Querida menina, eu precisei vir ao seu encontro. Tantos anos nos separam, não é mesmo? Hoje, sou uma mulher independente, sou vista como bem sucedida, alguém que venceu na vida. Conquistei e venho conquistando os meus objetivos. Mas, confesso, cada vez que alguém me parabeniza por algo, é você que me vem à lembrança, inevitavelmente. É como se eu tivesse recebendo os méritos que, na realidade, são seus. Me dou conta de que estou colhendo os frutos do seu plantio.

Quando alguém me chama de forte, sinto-me constrangida, como se eu fosse uma impostora. Não sou forte como as pessoas pensam. Comparada a você, sou frágil demais. Sabe por quê? Eu tenho recursos, você não tinha nada. Tudo o que você tinha era a cara e a coragem. Eu tenho um carro bacana para ir à faculdade, você ia à escola à pé, naquela distância toda.

A mulher aqui pode comprar os materiais didáticos que ela quiser, eu tenho um notebook super moderno. Você, ás vezes, tinha que usar um lápis partido ao meio, porque éramos oito irmãos e nosso pai era muito pobre. Lembro-me que você sonhava em ter uma caixa de lápis de cor, mesmo que fosse pequena, e nunca teve. Um dia desses, meu filho me disse que, todas as vezes que ele entra numa papelaria, você vem à mente dele. Ele disse que, se fosse possível, te daria uma coleção de lápis de cor, e tudo o mais que você desejou. Ele ficou muito comovido quando ouviu a sua história.

Eu tenho as roupas que eu gosto. Você, só tinha um vestido de chita para usar enquanto coubesse em seu corpo, era a sua roupa para todas as ocasiões: missa, festa, casamento, etc. E você era tão vaidosa, menina!
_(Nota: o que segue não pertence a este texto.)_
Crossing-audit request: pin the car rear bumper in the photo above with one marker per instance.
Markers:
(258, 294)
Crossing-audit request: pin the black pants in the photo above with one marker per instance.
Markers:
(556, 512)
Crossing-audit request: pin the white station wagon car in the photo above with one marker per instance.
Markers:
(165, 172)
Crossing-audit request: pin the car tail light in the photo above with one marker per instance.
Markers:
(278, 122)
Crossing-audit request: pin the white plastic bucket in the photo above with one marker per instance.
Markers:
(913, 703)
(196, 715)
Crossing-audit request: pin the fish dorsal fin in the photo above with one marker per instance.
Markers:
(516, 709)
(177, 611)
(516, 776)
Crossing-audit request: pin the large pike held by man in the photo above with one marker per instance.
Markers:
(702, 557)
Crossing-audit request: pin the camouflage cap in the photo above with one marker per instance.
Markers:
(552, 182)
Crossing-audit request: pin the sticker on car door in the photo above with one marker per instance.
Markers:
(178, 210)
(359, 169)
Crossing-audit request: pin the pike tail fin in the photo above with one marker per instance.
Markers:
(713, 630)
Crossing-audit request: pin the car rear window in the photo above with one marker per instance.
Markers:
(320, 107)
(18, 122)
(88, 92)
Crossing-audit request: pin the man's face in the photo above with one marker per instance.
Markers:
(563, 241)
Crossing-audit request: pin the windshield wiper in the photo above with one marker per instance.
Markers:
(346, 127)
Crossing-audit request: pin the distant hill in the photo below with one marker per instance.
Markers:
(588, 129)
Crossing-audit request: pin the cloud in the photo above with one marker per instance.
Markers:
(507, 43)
Confesso que sinto um quê de remorso quando olho para os meus frascos de perfume. É que você nunca teve, sequer, uma colônia, nem xampus, nada disso. Mesmo assim, seus cabelos eram muito lindos.

Eu penso muito em você, minha guerreira! Lembro-me do dia em que saiu da sua casa deixando sua família e seu mundo, e veio à Brasília morar com a nossa tia Maria, para continuar estudando. Lembro-me de você chorando de saudades de casa, no banheiro, e lavando o rosto em seguida, para ninguém perceber. Sinceramente, a mulher de hoje não teria aquela força. Lembro-me da saudade que você sentia, aos domingos, relembrando as vezes em que ia do nosso sítio à Alvorada do Norte na garupa do cavalo Roxão com o nosso pai.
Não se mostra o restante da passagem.